Bozeman City Commissioners heard at least two alternatives to building a dam and reservoir on Sourdough Creek on Monday night.
The city is considering constructing a reservoir about half the size of the one on Hyalite Creek to add to the city's water supply.
Deb Stephenson, of WestWater Research, said a landowner near Gallatin Gateway is proposing to lease or sell the city rights to water on a 500-acre property. The Farmer's and West Gallatin canals run through the land, she said, and both surface-storage and underground reservoirs could be constructed.
Doug Chandler, of Bozeman-based Allied Engineering, suggested the city take water from Sourdough Creek and store it in the Madison aquifer. He said small dams could be built on the creek, and, beneath the ground, the creek bed and aquifer could be hydraulically fractured and expanded to hold more water.
But both proposals, like the city's plan to build a larger dam, would come with legal challenges.

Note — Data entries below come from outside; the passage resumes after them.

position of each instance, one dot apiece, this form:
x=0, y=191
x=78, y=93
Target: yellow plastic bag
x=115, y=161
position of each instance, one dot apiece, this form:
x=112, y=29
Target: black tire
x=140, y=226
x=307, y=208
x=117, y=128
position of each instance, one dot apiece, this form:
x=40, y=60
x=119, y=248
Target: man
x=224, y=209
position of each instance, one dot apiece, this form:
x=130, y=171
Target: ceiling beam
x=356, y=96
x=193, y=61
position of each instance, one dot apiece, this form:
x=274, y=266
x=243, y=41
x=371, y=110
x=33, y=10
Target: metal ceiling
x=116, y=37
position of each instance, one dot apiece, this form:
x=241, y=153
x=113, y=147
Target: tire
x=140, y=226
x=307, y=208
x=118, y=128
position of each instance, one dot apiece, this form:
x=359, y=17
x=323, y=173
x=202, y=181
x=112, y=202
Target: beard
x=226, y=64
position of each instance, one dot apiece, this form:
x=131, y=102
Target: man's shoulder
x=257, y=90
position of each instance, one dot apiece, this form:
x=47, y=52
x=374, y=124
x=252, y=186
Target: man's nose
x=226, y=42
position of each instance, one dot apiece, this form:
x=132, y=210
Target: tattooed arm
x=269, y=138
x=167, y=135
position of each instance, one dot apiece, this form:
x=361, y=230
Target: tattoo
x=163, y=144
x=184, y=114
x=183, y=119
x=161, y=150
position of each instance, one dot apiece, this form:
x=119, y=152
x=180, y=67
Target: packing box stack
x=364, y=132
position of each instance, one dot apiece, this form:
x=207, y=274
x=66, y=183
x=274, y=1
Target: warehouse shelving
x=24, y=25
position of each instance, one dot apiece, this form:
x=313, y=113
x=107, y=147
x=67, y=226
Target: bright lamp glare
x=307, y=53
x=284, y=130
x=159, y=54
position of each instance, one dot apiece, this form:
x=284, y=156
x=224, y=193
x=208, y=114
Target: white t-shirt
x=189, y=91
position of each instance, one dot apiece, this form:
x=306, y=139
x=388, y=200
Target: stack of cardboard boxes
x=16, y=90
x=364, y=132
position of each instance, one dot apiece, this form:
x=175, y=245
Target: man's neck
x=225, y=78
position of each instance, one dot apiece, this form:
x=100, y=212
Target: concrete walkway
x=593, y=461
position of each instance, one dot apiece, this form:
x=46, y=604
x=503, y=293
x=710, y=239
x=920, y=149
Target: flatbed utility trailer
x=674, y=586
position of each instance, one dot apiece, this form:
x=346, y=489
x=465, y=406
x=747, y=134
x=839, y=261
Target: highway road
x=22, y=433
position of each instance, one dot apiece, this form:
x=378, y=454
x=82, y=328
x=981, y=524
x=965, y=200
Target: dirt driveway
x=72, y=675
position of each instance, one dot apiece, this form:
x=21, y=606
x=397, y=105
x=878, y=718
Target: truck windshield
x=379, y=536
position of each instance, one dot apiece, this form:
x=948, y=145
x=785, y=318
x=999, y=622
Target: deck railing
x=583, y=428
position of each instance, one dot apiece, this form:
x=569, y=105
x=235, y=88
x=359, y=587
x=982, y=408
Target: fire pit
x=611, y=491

"Anything you do will be based on whether you are harming anyone else with a water right and how you're able to mitigate that," water rights attorney Cal Erb told city commissioners.
Constructing a dam and reservoir on Sourdough Creek could be, well, "damn hard," considering the possible legal roadblocks, said Dave Schmidt, a consultant with Helena-based Water Right Solutions.
In addition to weighing protests from environmentalists, farmers who use the water system for irrigation and others, such as a Great Falls power company that is a significant user, may object, Erb and Schmidt said.
City commissioners did not take any action on the issue Monday night. The meeting was intended for commissioners to learn about the issue and hear from city staff, legal consultants and the public. About two dozen people attended the meeting.
The reservoir the city is proposing to build would be around 100 acres in surface area and would be located downstream from the old Mystic Lake dam. The Mystic Lake dam was breached by a landslide in 1984 and knocked down in 1985.
The added water supply would allow Bozeman to grow to about 80,000 people, city officials said. The city's current population is about half that.